Why pay-what-you-want is the only realistic model for modern journalism
By Jimmy Wales
On the internet, advertising and quality journalism are often opposing forces.
When print was king, a company could target a group of consumers by advertising in a publication they thought those consumers would read. If you sold band merchandise, you bought space in Rolling Stone. If you wanted to target CFOs, you took out an ad in the Financial Times.
At first, ads on the internet worked in much the same way: banners acted like moving print ads, sitting alongside content that appealed to their target customer.
But over the last few years, the rise of programmatic advertising has altered this model radically.
The medium doesn’t matter as much as it used to, because the message is everywhere
Now, advertisers can target individual consumers no matter where they are. That’s why you see the same ads again and again despite being on different sites — they literally follow you around the web. Whether it’s shoes you already bought, a gift you briefly considered or — in my case — boats I wish I owned, the medium doesn’t matter nearly as much as it used to, because the message is everywhere. Imagine walking down a high street and seeing the same damn product in every shop window. That’s what we have right now.
The result is a race to the bottom, because when the site doesn’t matter, the quality of the site doesn’t matter. The only thing that matters is impressions. Eyeballs. Clicks.
Advertising is the reason we have clickbait. Create something everyone clicks on, true or not, and cream off that delicious ad revenue. What does it matter to you if someone goes away really believing that Obama was born in Kenya? And that they vote accordingly? You’ve retired to Hawaii (ironically).
It gets worse. Theoretically, publications keep editorial and advertising separate (church and state, as BuzzFeed calls it). But when you’ve got a client dropping major money on an ad campaign and you’re about to publish a negative review of their flagship product, you’re going to think twice. Stories get pulled, old criticisms are deleted, new stories are softened.

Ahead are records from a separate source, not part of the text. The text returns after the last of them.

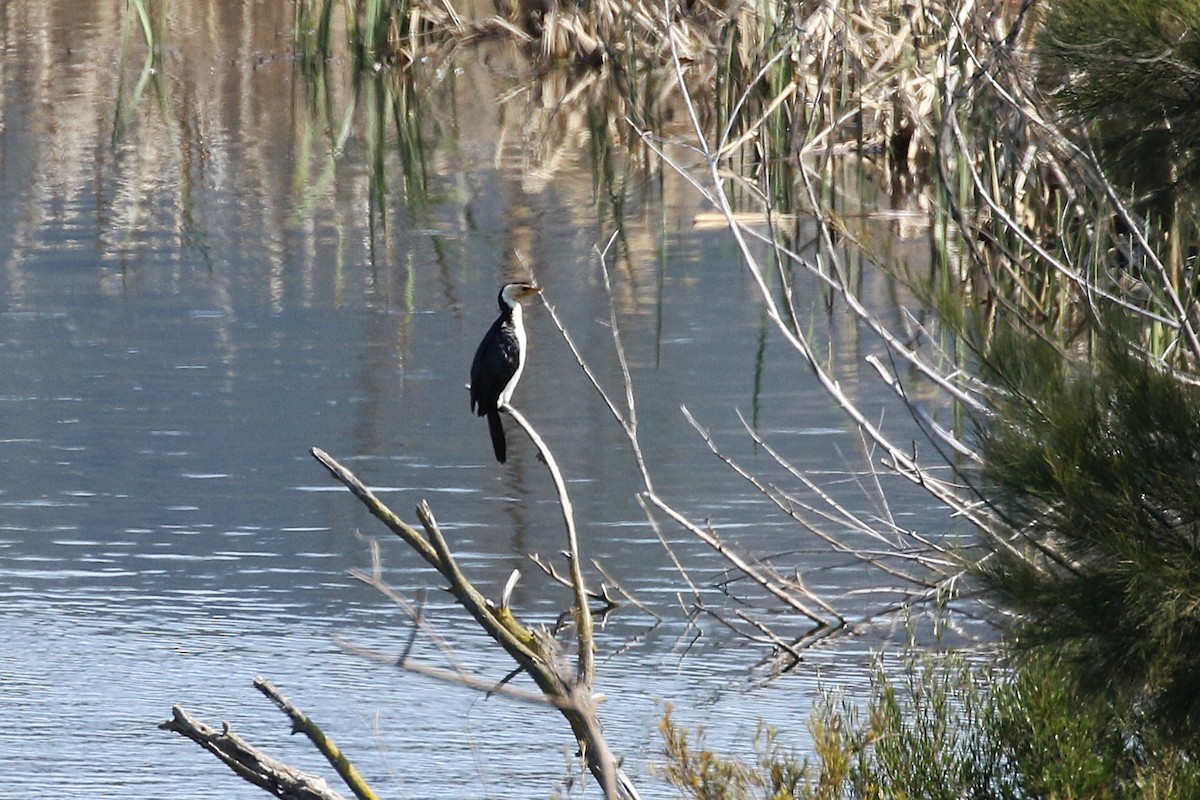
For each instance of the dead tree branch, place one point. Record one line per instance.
(534, 651)
(250, 763)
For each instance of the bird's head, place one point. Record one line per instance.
(513, 293)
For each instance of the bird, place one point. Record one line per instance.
(499, 361)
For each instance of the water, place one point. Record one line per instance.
(202, 280)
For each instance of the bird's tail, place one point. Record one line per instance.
(497, 429)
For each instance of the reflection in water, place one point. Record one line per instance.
(216, 257)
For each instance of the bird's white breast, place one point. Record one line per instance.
(519, 329)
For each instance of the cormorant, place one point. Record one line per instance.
(499, 360)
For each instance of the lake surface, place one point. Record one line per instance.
(211, 264)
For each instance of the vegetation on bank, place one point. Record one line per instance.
(1053, 148)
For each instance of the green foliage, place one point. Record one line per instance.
(1098, 470)
(942, 728)
(1129, 67)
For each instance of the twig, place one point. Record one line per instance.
(301, 723)
(250, 763)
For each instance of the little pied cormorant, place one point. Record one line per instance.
(498, 362)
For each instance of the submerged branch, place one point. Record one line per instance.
(250, 763)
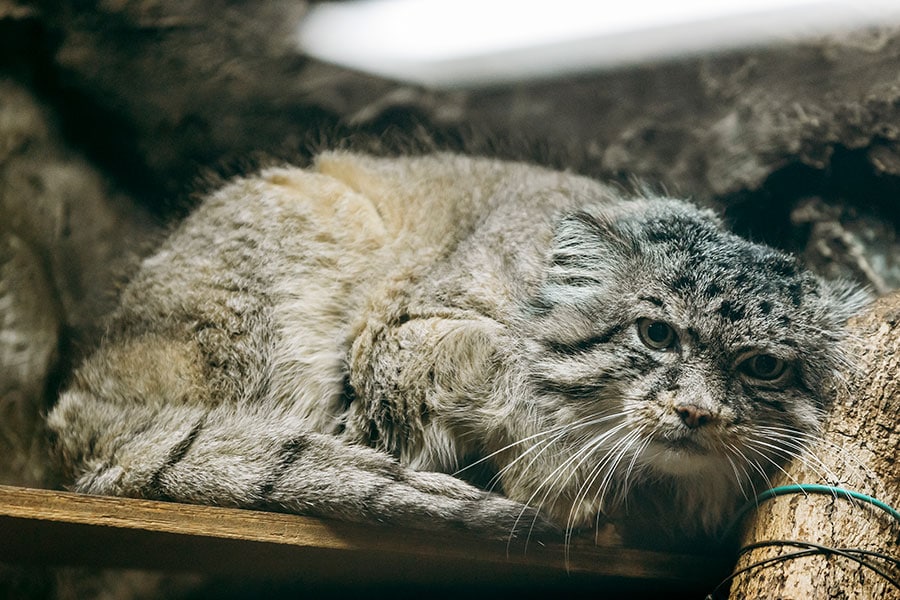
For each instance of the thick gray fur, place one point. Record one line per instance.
(332, 341)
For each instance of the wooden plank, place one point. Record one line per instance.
(51, 527)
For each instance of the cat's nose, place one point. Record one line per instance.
(693, 416)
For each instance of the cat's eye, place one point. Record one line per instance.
(658, 335)
(764, 367)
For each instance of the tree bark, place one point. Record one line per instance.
(858, 453)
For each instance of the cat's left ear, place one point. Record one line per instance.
(844, 299)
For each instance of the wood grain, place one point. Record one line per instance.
(859, 453)
(51, 527)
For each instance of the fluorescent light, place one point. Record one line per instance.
(477, 42)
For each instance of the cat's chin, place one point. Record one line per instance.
(681, 459)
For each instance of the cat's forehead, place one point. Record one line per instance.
(724, 279)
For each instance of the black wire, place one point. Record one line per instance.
(812, 550)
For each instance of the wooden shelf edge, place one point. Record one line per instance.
(53, 527)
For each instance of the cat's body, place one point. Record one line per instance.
(595, 354)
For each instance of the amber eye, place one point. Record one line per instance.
(658, 335)
(764, 367)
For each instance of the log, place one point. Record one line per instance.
(858, 452)
(47, 527)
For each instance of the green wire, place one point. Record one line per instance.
(810, 488)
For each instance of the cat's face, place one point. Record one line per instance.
(665, 348)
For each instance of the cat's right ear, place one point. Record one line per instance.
(583, 241)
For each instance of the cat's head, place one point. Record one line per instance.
(665, 348)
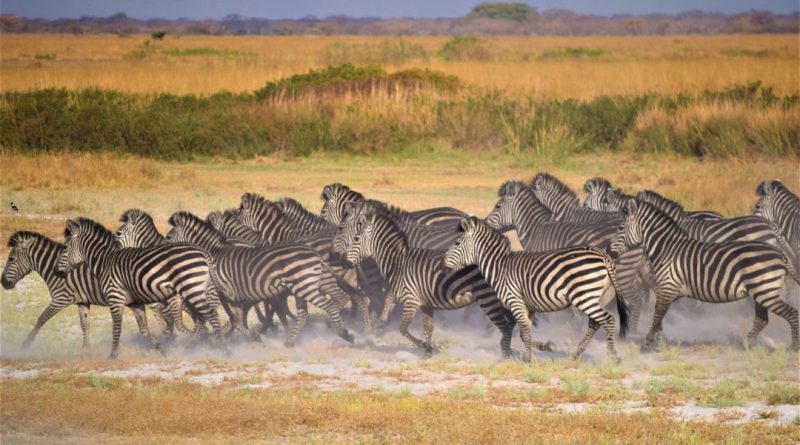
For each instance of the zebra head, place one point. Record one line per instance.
(554, 194)
(335, 197)
(629, 234)
(502, 216)
(20, 260)
(613, 200)
(464, 250)
(596, 189)
(361, 237)
(137, 230)
(84, 239)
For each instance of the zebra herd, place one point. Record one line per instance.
(372, 256)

Quality publications resist that sort of thing, and good journalists hate it. But is the direction that an advertising-only business model pushes towards.
When advertising is the only revenue model, advertisers can and do influence editorial. You’d have to be a major optimist to think otherwise.
The WikiTribune way
Our business model depends fundamentally on reader support. What this means is that our incentive is to produce things that make you think “Wow, that was great. I want there to be more of this sort of thing in the world. I should chip in to help pay for this.”
However, we don’t want to only provide access to people who can afford to pay. We’re about democratising news, not holding it to ransom. So WikiTribune won’t have a paywall.
That’s not to say I think paywalls are a bad thing. In some cases, they make a lot of sense. For instance, financial newspapers are able to charge higher prices for paywalled access because they have information that is of personal practical benefit — I pay for the Wall Street Journal as an investment in my career. I don’t really mind if other people read it or not: in fact, I may hope that other people don’t read it, so that I have the advantage.
A paywall, rather than creating scarcity which raises the value, actually destroys the value
But for public interest journalism, I don’t want special access to information that others don’t have. I want everyone to be better informed. A paywall, rather than creating scarcity which raises the value, actually destroys the value. So we’re in the weird position of needing people to pay, so that we serve the interests of readers, when the interest of readers is to share the information as widely as possible. That’s why a voluntary “pay what you want” model is the only one that makes sense.
Is anyone really going to pay if they don’t have to?
A lot of people think not. There’s an understandable cynicism that people won’t just take what they want and leave the payment part to others.
I don’t think that’ll happen. More than 10,000 people supported our initial crowdfunder, and many of them are still giving monthly even though there’s nothing to show for it yet. They believe in us, they believe in the product, and above all they believe in the truth.
In return, we believe in them. We think that if we’re doing something good, enough people will come forward to help us do it: whether that’s by contributing their money, their time, or whatever they can.
Will it work? We’ll see. But I won’t promise not to say “I told you so.”